每一分钟都那么难熬,长夜一点点走到尽头,第二天一早,江念离终于清醒了。
ICU的医生又检查了一下他的状况,确定他可以转移到普通病房。
半坐着被推了出来,江念离看到等在门口的纪悠,就微笑着向她伸出手:“小悠……”
没有去握他的手,纪悠只是沉默着扶住病床,低声说:“走吧。”
一直到江念离在病房里安顿好了,她也没有说话。
江念离需要用的药物刘已经让人从别墅里取来,她倒了杯水,然后把水杯和药片一起放到他的手中,就又转身走开,在旁边的沙发上坐下。

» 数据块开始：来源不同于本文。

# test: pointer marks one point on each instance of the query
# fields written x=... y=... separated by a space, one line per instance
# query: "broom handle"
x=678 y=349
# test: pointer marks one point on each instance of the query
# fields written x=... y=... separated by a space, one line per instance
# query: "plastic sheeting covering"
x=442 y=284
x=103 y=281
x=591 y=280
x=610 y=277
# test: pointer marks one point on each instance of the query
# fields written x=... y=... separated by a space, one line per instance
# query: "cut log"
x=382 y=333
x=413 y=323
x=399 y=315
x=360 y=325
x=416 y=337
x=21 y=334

江念离当然不会猜不出来她在闹脾气,于是顺从地咽下药片,将手中的水杯放下,他轻咳了咳,笑着继续对她开口:“小悠,吓坏了吧?我没事的。”
这句话里示好的成分不可谓不浓,但纪悠还是没看他,虽然坐在床边,但眼睛根本没落到他的脸上,只是垂下头看着脚下,一语不发。
所以她也就没注意到病床上向她微笑着的那个人,脸色还苍白着,因为失血和干渴,本就苍白的薄唇上还多了些干裂,渗出一道道血丝。

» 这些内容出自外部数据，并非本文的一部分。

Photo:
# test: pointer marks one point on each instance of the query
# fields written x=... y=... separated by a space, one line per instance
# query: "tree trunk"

“小悠……”没有因为她的冷淡就放弃,他还是笑着,“你一直在外面守着,累不累?要不要休息一下?”
这次纪悠不再毫无反应了,她站起来,居高临下地看了他一眼,就转身走出了这个房间。
病房是Jennifer安排的套间,外面是一个会客室兼休息间,纪悠在长长的沙发上和衣躺下。
她的确是累了,昨天江念离还在ICU,就算知道他没有危险,她又怎么睡得着?
只是她现在额头抽疼,脑袋也混乱得厉害,睡下去也是乱梦纷纭。
她一会儿梦到原来的事情,一会儿又是鲜红的血和凌乱的声音,江念离苍白的脸总在这些影像里闪现,还有他唇角从来没有消失的温柔笑容。
纪悠满头大汗地睁开眼睛,看了一下墙上的挂钟,才发现这一觉她才睡了不到两个钟头,在梦里她却以为已经过了很久。
她头疼得厉害,问守在病房里的保镖,得到的答复是江念离刚睡下了,于是她就走出病房透透气。
这个区域都是豪华病房,除了来回走动的护士和医生外,来往的人并不多。她和遇到的医生点头示意,通过空中走廊走了出去。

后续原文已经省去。